The calls came in by telegraph from the police headquarters. The job was always exciting, especially at night. When they were working, Gob and Will slept in a room over the ambulance stables, a bell above their bed. When it rang it also caused a weight to fall which lit the gas. They would stumble around, blinking in the light, grabbing for their coats, and then rush to the ambulance. The harness, saddle, and collar were suspended from the ceiling, and dropped into place automatically at the sound of the alarm. Not more than two minutes ever passed between the time the bell sounded and the time they rushed out of the stable.

Will handed the flask at Gob, who declined it, saying they would not have enough when they got to their patient. In a box beneath the seat were blankets and splints, tourniquets and bandages. They had a straitjacket and a stomach pump and a copy of Gross’s Hints on the Emergencies of Field, Camp, and Hospital Practice. They had a medicine chest with emetics and antidotes and morphine. They never failed to lack something, however, when they arrived at the scene of misfortune.

Will put his hand out to catch the swirling snow as they sped along down Broadway. This was their third call of the day. Earlier, a junk dealer had been crushed by her own cart when it tipped and fell on her at the foot of Roosevelt Street. Before that, a woman getting off the rear platform of a Third Avenue horsecar had been run over by a sleigh. Both those patients had lived.

The gunshot woman died cursing her sister, though they cared for her wound as best they were able, covering it with lint saturated in balsam of Peru, and enlarging the exit wound so it could drain properly. Back at Bellevue, they saw her set up in a bed in Ward 26, and made her comfortable with brandy and morphine. Will wrote down her last words, Damn you Sally. He had a collection of those. He wrote them in inch-high letters on fine creamy white paper: Is it over?; Do you hear the pretty music?; I would rather live; No; What help are you?; Tell my horse I love her.

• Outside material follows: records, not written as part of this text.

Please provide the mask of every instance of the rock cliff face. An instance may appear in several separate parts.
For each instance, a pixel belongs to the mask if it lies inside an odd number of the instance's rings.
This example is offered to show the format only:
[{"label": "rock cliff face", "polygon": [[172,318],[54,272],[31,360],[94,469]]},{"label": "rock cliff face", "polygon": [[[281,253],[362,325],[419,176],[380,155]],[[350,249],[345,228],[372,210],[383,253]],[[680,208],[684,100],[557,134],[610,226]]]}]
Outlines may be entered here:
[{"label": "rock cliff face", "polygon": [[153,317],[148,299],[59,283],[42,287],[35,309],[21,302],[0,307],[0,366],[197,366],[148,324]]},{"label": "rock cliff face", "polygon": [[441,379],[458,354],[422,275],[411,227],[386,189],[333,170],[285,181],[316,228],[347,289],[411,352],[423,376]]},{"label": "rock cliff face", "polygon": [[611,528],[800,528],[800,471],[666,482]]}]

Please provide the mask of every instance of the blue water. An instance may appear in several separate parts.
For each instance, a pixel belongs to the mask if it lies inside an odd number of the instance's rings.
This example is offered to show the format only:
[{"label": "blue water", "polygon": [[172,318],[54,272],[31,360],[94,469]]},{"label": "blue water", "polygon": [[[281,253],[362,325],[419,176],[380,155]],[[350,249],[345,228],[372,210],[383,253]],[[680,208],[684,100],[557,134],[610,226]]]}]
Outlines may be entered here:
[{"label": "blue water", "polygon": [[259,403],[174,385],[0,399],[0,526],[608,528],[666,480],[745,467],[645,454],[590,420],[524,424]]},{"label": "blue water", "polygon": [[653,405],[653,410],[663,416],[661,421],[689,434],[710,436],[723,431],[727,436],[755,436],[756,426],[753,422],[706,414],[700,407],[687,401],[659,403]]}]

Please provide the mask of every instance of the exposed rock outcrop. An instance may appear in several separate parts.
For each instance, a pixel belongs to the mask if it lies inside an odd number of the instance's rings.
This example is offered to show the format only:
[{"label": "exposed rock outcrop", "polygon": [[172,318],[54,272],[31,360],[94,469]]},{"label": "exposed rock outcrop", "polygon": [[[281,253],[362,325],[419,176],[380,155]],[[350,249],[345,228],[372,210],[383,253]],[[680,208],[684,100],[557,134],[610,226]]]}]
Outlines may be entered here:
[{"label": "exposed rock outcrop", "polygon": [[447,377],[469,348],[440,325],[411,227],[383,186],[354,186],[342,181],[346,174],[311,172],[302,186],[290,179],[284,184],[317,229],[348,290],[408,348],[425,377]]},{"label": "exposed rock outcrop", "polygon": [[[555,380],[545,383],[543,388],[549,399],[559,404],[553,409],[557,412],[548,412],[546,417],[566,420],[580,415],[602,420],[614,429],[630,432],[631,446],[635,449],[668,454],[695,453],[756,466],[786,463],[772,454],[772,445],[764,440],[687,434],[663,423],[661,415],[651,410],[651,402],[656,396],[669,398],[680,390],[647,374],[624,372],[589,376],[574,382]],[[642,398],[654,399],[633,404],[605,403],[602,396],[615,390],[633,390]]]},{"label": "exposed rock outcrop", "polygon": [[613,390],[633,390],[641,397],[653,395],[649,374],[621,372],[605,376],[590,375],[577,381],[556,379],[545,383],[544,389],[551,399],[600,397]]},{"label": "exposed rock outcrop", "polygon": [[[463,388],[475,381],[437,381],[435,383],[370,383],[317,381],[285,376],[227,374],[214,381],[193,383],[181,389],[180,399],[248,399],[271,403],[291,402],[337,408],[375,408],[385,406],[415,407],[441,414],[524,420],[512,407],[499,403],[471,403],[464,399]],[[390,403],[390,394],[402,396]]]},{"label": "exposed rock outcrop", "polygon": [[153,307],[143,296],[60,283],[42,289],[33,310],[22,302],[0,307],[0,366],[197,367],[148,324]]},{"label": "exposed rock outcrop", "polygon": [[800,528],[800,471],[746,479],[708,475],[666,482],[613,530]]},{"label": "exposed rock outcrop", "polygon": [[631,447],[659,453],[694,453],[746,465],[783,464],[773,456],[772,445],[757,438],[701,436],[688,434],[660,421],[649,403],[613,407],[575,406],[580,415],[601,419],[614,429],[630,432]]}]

When they were not at the ambulance house, they were at Gob’s house. So far, Will had made what seemed to him to be merely decorative contributions to the construction. He tied last words to strings and hung them from the body of the machine, or he fixed death masks to it, and Gob made a fuss over Will’s efforts, like a doting, overpraising parent. Will felt ignorant and useless, but his education had begun in earnest. He had thought Gob had a masterful knowledge of medicine, but now he was coming to believe that he had a masterful knowledge of everything.

One day in April, he had Will follow him through the house with a wheelbarrow. Gob took books from where they lay and threw them in. “Oh yes,” he’d say, picking up a volume, “you had better be familiar with this, if we are going to make any progress.” Each title was more dismaying to Will than the last: Optics, Acoustics, Thermotics, Stability of Structures, Intellectual and Ethical Philosophy, Higher Geodesy, Analytical Geometry of Three Dimensions, Calculus of Variations. Then there was all the Aristotle: eight books on physics, four on meteors, thirteen on metaphysics, two on generation and destruction. “What am I forgetting?” Gob asked as they stood in the library, the wheelbarrow already overflowing. He looked thoughtful for a moment, then said, “Of course, the Renaissance Magi!” He scurried around the room, plucking books from the shelves. Will looked at the authors’ names, men of whom he had never heard, books that looked to be a hundred years old or more. Paracelsus and Nettesheim and Della Porta, Albertus Magnus and Mirandola and Dr. Dee, Gob tossed them about without a care for their ancient bindings and brittle pages.